C’est en 2006 que Eddy Zouari, proche de la quarantaine, a repris le Laumière. Un restaurant qu’il connaissait sur le bout des doigts puisqu’il y avait travaillé très jeune de 1984 à 1988 avec les anciens propriétaires, avant de bourlinguer dans le métier et intégrer un grand groupe de restauration très formateur : « Je suis cuisinier de métier, et ce, au grand damne de mes parents commerçants qui voulaient que j’exerce une autre profession. Enfant c’était déjà mon rêve d’être cuisinier. J’ai toujours aimé manger. Je suis gourmand et gourmet.  J’ai intégré le CFA de Médéric et fait un apprentissage chez Jacque Cagna dans le 16èmearrondissement. J’ai ensuite été le plus jeune chef du groupe Flo, j’avais à peine 26 ans au Terminus Nord. En 1999 j’ai eu envie de passer de l’autre côté et d’apprendre le côté salle, avec pour finalité, de pouvoir ouvrir mon propre restaurant. J’ai eu la chance de rencontrer Jean-Paul Bucher, le patron du groupe qui m’a beaucoup aidé. Il m’a donné l’opportunité d’intégrer la brasserie Bofinger en faisant un cursus de direction, c’est-à-dire en redémarrant tout en bas de l’échelon comme simple commis de salle pour finir au bout de 9 mois en tant que directeur-adjoint. Puis il m’a engagé à la Coupole en 2000 pour une première expérience comme directeur général. Une expérience pas simple mais intéressante et formatrice.  Ma force aujourd’hui est de pouvoir travailler avec mon chef Jean-Claude Bertrand sur les cartes et les menus en tant qu’ancien cuisinier. J’y gagne aussi en rapidité en pouvant moi-même proposer des menus aux clients en fonction de leurs attentes et de la saisonnalité ».
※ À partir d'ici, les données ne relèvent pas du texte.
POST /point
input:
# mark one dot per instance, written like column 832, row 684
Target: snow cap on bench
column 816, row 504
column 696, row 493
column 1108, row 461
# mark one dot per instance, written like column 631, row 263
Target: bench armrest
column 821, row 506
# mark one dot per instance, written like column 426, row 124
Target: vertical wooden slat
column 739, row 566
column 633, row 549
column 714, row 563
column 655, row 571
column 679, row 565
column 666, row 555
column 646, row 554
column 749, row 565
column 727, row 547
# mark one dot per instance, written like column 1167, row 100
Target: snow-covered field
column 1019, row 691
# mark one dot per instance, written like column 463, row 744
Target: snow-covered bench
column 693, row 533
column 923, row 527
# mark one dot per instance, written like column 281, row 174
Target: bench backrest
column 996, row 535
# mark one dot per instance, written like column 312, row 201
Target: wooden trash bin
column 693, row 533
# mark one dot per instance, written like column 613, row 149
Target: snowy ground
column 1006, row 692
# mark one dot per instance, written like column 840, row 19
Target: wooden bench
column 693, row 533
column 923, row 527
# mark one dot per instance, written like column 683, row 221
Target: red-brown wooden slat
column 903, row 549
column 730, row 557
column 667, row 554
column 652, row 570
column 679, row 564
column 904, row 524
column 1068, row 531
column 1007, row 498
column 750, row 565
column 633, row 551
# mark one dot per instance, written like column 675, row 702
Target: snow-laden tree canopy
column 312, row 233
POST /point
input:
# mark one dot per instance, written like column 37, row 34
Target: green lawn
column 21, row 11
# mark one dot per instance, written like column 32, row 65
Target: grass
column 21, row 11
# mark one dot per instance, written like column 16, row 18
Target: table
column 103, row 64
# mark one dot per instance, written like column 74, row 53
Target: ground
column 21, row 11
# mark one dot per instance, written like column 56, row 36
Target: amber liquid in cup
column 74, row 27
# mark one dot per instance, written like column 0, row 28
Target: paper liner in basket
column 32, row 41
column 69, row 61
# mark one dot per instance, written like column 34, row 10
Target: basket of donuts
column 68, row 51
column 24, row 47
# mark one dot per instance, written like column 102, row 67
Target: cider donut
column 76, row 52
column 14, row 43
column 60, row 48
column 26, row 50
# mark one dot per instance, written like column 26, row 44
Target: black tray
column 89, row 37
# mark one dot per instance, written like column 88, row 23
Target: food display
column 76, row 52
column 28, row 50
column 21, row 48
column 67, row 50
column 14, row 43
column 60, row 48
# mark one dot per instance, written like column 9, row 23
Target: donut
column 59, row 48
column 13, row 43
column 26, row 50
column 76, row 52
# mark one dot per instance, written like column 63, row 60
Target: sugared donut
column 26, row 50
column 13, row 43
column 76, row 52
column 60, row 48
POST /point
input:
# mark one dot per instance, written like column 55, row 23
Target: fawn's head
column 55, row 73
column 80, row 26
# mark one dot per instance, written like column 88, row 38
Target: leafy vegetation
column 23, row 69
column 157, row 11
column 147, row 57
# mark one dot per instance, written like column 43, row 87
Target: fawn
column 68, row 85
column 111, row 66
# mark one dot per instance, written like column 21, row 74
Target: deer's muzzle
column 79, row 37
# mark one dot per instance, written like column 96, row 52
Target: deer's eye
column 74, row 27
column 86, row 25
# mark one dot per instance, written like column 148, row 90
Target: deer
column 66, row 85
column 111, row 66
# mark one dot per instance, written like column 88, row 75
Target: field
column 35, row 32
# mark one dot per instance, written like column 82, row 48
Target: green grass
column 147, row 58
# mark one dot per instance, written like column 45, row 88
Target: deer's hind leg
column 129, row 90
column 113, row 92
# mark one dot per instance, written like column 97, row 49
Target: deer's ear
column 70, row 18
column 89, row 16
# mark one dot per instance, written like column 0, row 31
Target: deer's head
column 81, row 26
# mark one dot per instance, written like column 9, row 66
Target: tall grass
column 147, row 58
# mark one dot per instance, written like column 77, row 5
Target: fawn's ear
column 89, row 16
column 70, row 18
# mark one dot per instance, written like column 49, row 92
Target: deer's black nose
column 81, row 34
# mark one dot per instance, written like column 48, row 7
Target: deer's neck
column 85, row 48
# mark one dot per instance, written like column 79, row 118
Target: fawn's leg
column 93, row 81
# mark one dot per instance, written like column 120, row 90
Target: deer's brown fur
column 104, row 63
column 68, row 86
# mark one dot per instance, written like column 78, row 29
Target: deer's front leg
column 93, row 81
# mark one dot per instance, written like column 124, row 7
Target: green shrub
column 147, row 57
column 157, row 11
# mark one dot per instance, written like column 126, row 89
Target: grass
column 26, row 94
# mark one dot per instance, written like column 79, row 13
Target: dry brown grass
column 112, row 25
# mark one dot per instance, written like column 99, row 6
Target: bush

Un tel parcours n’est pas anodin et a motivé Eddy Zouari à son tour pour former les jeunes et transmettre la passion de son métier : « La transmission est très importante. Pour moi c’est l’avenir du métier. Si l’on n’est pas capable nous professionnels de transmettre, il ne faudra pas s’étonner qu’un jour il y ait une cassure et que le jeune ne sache pas travailler. Surtout quand vous avez des jeunes qui adhèrent et qui ont envie d’apprendre. Il y a toujours une part d’échec, mais quand l’envie est là des deux côtés il se passe quelque chose. Il faut s’adapter avec son temps. Il y a un dialogue à avoir avec les apprentis qui est différent de celui qu’on a pu avoir à notre époque. La manière de manager a changé et heureusement ! De mon temps, c’était de l’esclavagisme, nous étions des bons à rien. Nous les professionnels, avons à l’heure actuelle un rôle à jouer. Aujourd’hui je n’ai pas de problème de recrutement. Pourquoi ? Parce que je me fais moi-même mon propre réseau. Tous les ans je forme. Si j’ai des besoins j’embauche mes apprentis, sinon je les place dans des restaurants de Paris que je connais. Je reste en contact avec eux. Quelques années après, je récupère ces jeunes que j’ai formé et qui ont grandi ailleurs. Je suis toujours au complet dans mes brigades de cuisine ou de salle. Travailler en coupure reste compliqué mais dès lors que l’on a une ambiance de travail cohérente et que la confiance est là, tout se passe bien et cela fonctionne. Les jeunes que je forme ont tous un petit badge « apprenti en formation » ce qui permet aux clients de visualiser et d’être compréhensifs vis-à-vis d’eux. Si on ne leur donne pas une chance ils n’apprendront jamais ! Il faut donner la possibilité à nos jeunes d’apprendre et de grandir. J’ai toujours eu des apprentis qui sont aujourd’hui devenus des chefs de cuisine, des patrons d’établissements etc. toujours en contact avec moi. C’est hyper valorisant. Et pourtant certains partaient de très loin… Quand je vais les voir tous, c’est que du bonheur ! ».